Il s’agit d’une traduction dans le langage du mythe de Frankenstein d’un véritable ensemble constitué de problèmes techniques, économiques, politiques et sociaux. Nous sommes supposés nous inquiéter de la machine prenant le dessus sur l’humain. Mais ce bateau a déjà quitté le port !

« Comme Donna Haraway l’a dit vraiment clairement il y a trente ans, nous sommes tous des cyborgs, nous sommes tous des assemblages de chair et de métal et d’information et de plastique et de produits pharmaceutiques, etc. Il est possible que l’humain n’ait jamais existé dans sa définition commune. » McKenzie Wark

Nos mains ont été forgées au long du processus de l’évolution par les outils qu’elles ont tenus. Nous sommes tous des multi-espèces depuis bien longtemps. Nous avons co-évolué avec le riz, la farine, le maïs, les chiens et les vaches, et ainsi de suite. Donc repostuler le vieux mythe de l’être humain pris d’assaut par le non-humain n’est d’aucun secours.

La question à poser est toujours de savoir quels humains bénéficient le plus de cette configuration cyborg.
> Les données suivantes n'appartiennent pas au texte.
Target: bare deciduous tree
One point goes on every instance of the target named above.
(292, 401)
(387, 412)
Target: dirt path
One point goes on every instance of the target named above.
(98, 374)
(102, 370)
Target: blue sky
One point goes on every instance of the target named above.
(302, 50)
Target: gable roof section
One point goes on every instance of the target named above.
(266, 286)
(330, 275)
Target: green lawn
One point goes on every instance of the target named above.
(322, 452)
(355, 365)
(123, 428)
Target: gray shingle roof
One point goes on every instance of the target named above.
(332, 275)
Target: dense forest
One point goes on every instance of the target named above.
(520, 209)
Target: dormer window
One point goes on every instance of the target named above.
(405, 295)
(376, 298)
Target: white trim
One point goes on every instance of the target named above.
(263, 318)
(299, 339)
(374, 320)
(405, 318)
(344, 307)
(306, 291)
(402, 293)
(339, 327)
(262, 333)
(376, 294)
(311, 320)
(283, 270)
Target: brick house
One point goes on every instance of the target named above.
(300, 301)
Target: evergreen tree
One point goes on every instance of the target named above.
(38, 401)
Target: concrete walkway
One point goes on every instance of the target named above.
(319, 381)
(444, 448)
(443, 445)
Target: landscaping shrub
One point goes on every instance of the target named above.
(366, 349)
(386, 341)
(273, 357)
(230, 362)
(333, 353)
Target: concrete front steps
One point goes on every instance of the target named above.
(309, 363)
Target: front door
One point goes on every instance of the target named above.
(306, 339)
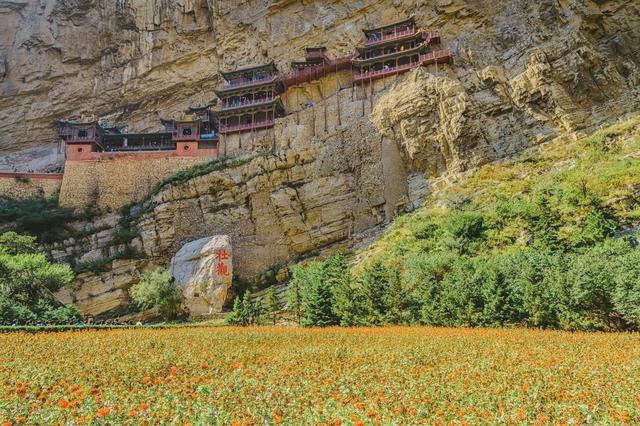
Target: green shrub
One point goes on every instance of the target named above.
(40, 217)
(27, 283)
(157, 289)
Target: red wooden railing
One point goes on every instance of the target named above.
(439, 56)
(396, 35)
(54, 176)
(249, 82)
(240, 104)
(428, 37)
(78, 139)
(248, 126)
(315, 73)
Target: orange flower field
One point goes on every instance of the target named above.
(244, 376)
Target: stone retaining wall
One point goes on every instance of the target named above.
(25, 185)
(111, 182)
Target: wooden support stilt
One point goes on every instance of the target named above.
(225, 147)
(324, 102)
(313, 111)
(371, 97)
(338, 107)
(273, 139)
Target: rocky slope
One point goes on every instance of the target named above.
(524, 73)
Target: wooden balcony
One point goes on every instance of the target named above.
(249, 82)
(439, 56)
(372, 41)
(227, 106)
(316, 72)
(246, 127)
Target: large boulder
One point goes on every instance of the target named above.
(204, 270)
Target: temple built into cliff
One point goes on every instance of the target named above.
(396, 48)
(250, 98)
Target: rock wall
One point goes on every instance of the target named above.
(345, 160)
(531, 68)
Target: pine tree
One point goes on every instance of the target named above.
(318, 299)
(239, 315)
(375, 280)
(546, 225)
(271, 308)
(338, 279)
(294, 293)
(250, 310)
(396, 300)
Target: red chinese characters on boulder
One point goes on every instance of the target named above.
(221, 268)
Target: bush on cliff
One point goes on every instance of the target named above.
(27, 283)
(530, 242)
(157, 289)
(36, 216)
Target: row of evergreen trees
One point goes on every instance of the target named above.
(247, 311)
(596, 289)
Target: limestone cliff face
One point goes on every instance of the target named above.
(524, 73)
(524, 70)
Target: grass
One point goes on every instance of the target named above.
(269, 375)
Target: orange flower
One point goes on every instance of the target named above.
(104, 411)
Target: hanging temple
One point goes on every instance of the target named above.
(249, 99)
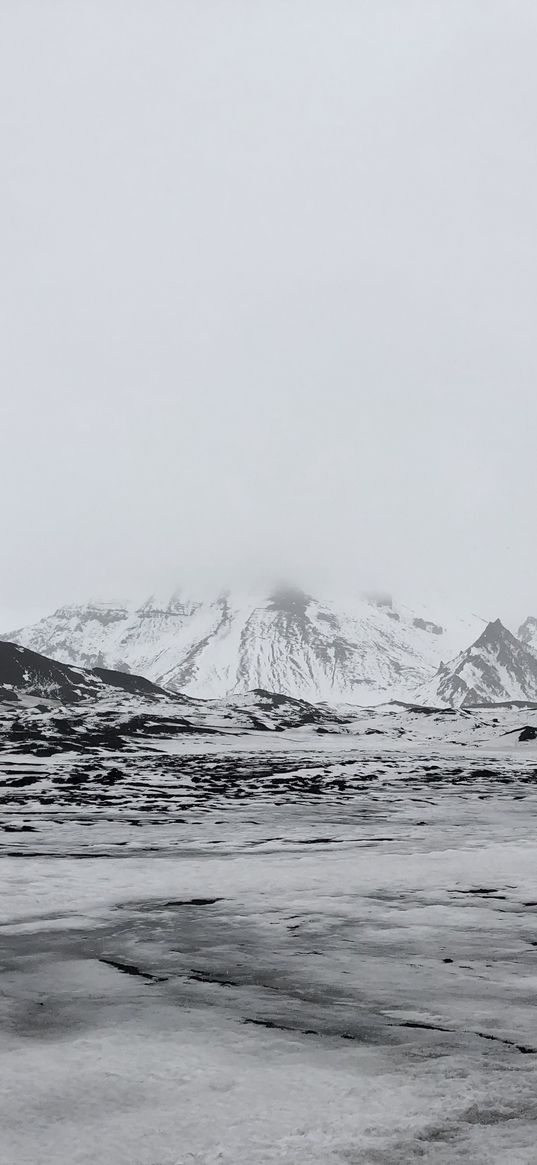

Et pour en revenir à Elon Musk, l’histoire de l’ascension et la chute de Nicola Tesla devrait lui servir de guide ! Pour ce qui concerne Bill Gates, toutes les personnes qui ont eu vraiment de la chance pensent qu’elles sont géniales. Mais rien ne garantit que Microsoft sera éternellement chanceuse dans ses tentatives de monopoliser les vecteurs techonologiques.

À la fin de l’année, la COP21, la conférence mondiale sur le climat se tient à Paris. Elle est supposée enfin aboutir… Qu’en pensez-vous ? En mai, le philosophe Bruno Latour et ses étudiants de Sciences Po organiseront un « théâtre des négociations » aux Amandiers, pour discuter de comment s’y prendre pour que ce type de conférence marche ou échoue… Avec Benjamin Foerster-Baldenius du collectif Raum Labor (scénographes de la Transmediale), rompu à la construction de campements temporaires, le projet s’appuie sur la méthode de Latour d’approche des controverses. Cela vous donne-t-il envie de venir en France ?

J’ai quelques différences de points de vue avec l’orientation de Latour, mais ce qui compte véritablement aujourd’hui n’est pas de cadrer les arguments selon la méthode qui serait la meilleure du point de vue académique, mais plutôt de voir quelle pièce du puzzle chaque méthode peut aider à résoudre et comment les combiner. En bref, une éthique hacker, pragmatique, sur la manière d’organiser la connaissance et la pratique. Et dans ce contexte, Latour a clairement un corps de travail émérite d’un certain niveau, il est donc une figure importante et il est important qu’il travaille sur le changement climatique et les questions attenantes. On doit juger les intellectuels aujourd’hui sur leur capacité à distinguer l’ordre des priorités dans ce qui doit être pensé.

Et oui, j’aimerais venir !

McKenzie Wark, Molecular Red, theory for the anthropocene, Verso, à paraître en avril 2015.